Ну да! Нашел дурака. Прыгать я, естественно, отказался. Рабинович как
ни уговаривал меня, как ни увещевал, но будь он хоть трижды альфа-лидер,
заставить меня полететь все равно бы не смог. Я остался сидеть, где
сидел, укоризненно глядя на распоясавшегося хозяина, и тому в итоге
пришлось сдаться.
Вот таким образом сто рублей из кармана моего Рабиновича перекочевали
в руки охранника, а второй стольник спокойно спикировал в кошелек
Сергея. Но самое страшное началось рано утром. Есть у Сени привычка
деньги перед работой пересчитывать. Представляете, что началось, когда
он утром двух сотен не досчитался?.. Ох он и орать начал. И "оборзел
совсем народ, пьяных ментов на улицах обирает" (будто самому с народом
такого делать не приходилось?!), и "это те две шлюхи в баре меня
кружанули" (словно сам во время рейдов "ночных бабочек" за мзду снова на
работу не отпускал). Ну, а когда Рабинович вспомнил, куда на самом деле
деньги подевались, так тут его и вовсе едва инфаркт не хватил. Мне даже
пришлось звуковую терапию применить. То есть попросту наорать на него, а
то Сеня так до конца жизни из комы бы и не вышел...

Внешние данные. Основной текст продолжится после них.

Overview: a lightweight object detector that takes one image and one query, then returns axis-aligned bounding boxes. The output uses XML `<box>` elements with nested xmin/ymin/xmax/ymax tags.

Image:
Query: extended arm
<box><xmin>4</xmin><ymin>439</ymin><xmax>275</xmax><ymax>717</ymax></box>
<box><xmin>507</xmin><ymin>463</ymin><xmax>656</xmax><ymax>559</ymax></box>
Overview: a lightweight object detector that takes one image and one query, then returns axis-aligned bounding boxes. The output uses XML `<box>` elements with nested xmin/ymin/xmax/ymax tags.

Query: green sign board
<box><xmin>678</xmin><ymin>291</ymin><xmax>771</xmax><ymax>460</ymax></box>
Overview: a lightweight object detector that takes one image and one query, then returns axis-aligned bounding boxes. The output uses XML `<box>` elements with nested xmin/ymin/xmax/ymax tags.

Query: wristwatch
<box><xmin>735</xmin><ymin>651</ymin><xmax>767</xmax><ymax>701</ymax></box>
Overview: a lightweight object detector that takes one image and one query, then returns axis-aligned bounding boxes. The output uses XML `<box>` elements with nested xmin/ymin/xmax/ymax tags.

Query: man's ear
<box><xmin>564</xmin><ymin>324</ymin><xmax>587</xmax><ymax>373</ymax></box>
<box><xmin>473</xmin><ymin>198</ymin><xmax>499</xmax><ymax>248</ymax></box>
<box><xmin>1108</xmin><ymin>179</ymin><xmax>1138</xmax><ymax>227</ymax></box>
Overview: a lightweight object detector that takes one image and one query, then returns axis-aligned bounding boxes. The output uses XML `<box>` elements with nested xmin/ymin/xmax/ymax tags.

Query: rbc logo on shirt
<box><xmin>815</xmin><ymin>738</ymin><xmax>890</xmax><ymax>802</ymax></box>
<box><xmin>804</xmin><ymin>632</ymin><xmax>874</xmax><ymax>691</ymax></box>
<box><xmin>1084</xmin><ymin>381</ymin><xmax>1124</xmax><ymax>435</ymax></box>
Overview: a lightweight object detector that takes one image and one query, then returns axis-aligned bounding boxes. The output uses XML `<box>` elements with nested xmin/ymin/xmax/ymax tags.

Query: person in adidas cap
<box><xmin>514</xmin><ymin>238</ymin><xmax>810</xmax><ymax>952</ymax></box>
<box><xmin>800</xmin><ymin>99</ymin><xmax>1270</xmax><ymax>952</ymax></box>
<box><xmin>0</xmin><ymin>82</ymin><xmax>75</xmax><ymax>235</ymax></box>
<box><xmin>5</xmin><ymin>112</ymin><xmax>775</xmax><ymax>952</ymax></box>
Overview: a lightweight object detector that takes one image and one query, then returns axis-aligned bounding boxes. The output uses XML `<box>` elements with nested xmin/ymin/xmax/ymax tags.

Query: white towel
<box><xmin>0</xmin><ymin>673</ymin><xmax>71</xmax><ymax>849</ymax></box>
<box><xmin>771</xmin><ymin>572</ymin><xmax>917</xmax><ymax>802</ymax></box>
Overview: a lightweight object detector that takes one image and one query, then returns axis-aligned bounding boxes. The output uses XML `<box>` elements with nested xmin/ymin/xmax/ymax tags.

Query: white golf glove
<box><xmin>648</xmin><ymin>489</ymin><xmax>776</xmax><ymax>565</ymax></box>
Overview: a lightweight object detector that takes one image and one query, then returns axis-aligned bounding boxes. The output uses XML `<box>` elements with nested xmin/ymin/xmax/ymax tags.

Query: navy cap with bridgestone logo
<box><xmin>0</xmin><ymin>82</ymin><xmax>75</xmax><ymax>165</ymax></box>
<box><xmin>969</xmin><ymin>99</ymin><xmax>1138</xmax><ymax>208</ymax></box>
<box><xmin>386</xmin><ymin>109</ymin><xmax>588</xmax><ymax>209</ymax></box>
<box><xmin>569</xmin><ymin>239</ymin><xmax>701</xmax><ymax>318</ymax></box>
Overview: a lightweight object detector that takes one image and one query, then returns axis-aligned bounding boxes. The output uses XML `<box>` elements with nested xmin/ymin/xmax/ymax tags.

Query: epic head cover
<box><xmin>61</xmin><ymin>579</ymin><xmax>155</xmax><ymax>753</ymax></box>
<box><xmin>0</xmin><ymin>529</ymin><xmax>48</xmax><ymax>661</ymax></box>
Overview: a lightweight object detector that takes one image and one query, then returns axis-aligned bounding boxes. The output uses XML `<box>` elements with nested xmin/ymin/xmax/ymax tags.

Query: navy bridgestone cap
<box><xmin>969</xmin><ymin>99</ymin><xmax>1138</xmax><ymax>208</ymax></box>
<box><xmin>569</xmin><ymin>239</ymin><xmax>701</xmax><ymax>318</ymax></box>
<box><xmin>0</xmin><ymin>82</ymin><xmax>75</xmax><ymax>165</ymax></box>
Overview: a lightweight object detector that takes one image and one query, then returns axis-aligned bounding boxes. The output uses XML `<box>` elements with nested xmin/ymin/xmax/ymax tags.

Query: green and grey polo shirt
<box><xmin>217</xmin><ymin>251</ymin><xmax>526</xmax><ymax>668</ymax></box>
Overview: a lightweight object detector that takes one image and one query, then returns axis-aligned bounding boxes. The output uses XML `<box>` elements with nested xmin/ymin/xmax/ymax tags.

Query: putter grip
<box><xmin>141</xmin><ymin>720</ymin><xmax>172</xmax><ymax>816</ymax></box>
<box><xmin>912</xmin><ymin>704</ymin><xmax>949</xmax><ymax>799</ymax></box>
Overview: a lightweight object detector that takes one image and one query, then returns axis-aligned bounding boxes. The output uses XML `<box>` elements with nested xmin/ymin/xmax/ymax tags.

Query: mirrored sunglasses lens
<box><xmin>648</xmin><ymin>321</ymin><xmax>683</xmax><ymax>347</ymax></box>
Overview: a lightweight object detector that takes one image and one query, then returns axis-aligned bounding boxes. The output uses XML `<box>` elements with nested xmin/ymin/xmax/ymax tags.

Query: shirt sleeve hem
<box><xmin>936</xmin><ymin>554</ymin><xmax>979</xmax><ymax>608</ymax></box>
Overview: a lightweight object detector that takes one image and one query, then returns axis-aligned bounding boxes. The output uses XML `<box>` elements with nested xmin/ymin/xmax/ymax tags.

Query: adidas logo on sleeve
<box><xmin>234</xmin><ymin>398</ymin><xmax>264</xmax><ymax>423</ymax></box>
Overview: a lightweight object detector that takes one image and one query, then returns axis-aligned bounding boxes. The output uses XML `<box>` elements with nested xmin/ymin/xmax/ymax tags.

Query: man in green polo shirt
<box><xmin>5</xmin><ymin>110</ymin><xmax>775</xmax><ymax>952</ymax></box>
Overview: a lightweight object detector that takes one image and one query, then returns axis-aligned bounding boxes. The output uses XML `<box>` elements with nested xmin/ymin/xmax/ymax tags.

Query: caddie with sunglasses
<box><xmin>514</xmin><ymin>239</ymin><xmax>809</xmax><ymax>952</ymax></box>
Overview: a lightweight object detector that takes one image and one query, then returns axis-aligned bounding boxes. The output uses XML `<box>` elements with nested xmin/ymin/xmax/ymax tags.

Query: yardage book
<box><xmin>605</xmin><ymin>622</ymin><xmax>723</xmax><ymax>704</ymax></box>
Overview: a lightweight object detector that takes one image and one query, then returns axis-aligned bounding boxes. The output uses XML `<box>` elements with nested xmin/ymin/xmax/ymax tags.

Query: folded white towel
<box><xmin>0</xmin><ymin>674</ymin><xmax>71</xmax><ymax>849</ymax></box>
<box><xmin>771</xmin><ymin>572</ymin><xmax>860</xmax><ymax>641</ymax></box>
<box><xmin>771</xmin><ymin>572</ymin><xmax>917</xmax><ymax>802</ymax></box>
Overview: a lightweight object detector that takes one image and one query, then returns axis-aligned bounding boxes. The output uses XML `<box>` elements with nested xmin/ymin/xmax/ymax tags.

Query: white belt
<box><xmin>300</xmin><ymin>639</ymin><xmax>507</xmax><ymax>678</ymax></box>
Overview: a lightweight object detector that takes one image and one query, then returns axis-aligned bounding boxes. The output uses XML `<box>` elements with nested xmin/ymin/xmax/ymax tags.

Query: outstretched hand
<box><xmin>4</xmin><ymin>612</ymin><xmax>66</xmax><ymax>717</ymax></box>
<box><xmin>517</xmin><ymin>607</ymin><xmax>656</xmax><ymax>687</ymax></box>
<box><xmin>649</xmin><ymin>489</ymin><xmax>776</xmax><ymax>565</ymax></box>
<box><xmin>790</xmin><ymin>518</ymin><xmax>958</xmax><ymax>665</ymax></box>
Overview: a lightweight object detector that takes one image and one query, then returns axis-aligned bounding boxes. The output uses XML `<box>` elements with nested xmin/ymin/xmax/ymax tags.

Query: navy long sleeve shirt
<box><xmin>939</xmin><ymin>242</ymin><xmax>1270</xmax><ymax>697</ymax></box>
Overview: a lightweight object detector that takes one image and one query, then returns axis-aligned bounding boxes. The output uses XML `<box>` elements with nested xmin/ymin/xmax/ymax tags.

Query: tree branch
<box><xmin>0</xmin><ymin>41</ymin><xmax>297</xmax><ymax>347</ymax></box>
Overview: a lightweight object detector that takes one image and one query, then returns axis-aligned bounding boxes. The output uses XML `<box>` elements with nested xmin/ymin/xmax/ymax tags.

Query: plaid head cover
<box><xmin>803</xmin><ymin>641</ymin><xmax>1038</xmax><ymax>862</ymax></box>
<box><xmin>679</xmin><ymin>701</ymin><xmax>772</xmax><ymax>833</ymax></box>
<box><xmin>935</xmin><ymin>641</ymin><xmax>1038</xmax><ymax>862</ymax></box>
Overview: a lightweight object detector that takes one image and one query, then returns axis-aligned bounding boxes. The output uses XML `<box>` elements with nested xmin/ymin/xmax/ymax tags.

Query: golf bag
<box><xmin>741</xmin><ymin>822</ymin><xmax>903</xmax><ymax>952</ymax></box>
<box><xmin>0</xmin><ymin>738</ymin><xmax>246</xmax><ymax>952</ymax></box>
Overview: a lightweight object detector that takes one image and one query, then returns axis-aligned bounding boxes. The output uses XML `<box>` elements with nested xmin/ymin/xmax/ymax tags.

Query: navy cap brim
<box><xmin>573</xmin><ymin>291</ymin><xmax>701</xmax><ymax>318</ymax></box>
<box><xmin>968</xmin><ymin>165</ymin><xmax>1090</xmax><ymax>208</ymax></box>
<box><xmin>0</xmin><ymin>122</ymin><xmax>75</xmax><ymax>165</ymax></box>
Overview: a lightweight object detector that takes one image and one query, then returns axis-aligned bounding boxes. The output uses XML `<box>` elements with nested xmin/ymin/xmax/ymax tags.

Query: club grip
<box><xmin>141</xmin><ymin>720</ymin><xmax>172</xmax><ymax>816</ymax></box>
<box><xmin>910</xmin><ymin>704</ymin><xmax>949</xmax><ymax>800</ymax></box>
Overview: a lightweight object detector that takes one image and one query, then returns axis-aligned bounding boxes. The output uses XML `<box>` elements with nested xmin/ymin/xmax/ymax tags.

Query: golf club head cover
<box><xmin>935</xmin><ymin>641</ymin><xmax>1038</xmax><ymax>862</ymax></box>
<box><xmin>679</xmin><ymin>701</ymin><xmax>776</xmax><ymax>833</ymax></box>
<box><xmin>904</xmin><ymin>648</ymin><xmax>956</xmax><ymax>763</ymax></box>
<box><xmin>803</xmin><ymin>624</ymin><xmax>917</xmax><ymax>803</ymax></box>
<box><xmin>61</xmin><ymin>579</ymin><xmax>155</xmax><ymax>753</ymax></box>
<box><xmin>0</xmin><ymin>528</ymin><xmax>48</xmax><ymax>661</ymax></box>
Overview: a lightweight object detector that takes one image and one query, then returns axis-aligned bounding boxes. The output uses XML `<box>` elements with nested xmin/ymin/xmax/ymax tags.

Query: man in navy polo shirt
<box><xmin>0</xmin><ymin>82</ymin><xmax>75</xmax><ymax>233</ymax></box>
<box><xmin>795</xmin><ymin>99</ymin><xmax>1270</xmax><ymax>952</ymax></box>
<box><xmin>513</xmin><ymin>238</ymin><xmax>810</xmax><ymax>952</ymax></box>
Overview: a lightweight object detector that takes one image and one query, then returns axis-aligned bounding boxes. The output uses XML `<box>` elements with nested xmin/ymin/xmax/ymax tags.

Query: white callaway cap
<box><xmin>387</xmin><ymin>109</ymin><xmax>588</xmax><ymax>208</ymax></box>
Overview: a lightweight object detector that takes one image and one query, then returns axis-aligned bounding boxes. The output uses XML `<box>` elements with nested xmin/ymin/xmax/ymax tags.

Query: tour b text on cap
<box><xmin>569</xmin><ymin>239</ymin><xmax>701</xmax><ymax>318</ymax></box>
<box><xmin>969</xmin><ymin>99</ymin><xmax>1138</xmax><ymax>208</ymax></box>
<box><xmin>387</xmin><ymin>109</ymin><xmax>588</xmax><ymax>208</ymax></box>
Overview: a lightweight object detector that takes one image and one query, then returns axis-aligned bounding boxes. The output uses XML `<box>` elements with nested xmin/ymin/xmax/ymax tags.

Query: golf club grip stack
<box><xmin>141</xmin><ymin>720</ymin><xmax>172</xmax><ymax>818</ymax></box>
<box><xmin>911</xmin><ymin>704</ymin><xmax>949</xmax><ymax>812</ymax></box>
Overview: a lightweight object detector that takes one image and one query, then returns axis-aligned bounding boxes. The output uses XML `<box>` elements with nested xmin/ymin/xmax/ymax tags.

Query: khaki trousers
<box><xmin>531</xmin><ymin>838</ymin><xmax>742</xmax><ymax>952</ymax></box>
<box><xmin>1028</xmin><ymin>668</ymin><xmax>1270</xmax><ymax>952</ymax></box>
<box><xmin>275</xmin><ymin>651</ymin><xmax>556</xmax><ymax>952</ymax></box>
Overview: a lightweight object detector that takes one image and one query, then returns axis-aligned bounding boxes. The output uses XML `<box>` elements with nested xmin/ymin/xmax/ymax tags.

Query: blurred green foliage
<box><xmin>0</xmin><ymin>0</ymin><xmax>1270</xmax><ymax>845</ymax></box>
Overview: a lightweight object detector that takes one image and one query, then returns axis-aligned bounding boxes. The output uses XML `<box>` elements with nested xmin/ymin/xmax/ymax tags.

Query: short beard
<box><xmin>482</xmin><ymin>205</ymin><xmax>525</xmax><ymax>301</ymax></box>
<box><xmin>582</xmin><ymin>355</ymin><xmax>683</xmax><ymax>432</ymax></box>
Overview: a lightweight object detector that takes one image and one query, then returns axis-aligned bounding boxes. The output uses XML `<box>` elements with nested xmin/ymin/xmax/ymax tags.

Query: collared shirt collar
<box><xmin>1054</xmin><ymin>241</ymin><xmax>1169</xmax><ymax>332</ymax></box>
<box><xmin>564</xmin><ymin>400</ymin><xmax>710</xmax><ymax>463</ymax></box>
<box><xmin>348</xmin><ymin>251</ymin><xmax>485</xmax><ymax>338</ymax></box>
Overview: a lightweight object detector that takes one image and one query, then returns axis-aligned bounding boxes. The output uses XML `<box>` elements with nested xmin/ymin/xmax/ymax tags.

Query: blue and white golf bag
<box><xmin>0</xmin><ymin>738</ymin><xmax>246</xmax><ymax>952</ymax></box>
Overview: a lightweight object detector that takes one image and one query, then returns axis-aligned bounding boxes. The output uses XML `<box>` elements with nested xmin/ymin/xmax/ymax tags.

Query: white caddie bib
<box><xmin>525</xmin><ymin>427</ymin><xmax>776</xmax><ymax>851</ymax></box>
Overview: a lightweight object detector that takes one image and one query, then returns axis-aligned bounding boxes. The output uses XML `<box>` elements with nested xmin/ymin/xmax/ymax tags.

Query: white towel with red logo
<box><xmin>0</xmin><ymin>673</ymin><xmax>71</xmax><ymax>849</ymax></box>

Я это потому рассказал, что после этого случая Рабинович навсегда
зарекся что-то делать, трезво не оценив ситуацию для начала. Но мой
Сеня, что влюбленный, что пьяный, одинаковый дурак! Причем можно еще
поспорить, в каком состоянии он больше идиотских поступков совершает.
Вместо того, чтобы подумать и понять всю бессмысленность похода к
Хирону, Рабинович хлопал влюбленными глазенками (тьфу!) и готов был
потакать своей пассии во всем.
Лично я считал, что мотаться с Гераклом по эллинским докторам можно
до скончания веков, да так и не добиться каких-либо сдвигов. Нужно было
идти к Олимпу и найти его папашу. А уж тот, поскольку бог как-никак,
что-нибудь и придумал бы для исцеления своего сына. В сказки о том, что
Олимп куда-то исчез, я не верил. Сами посудите, ну куда может пропасть
огромная гора, высотой почти три тысячи метров над уровнем моря?..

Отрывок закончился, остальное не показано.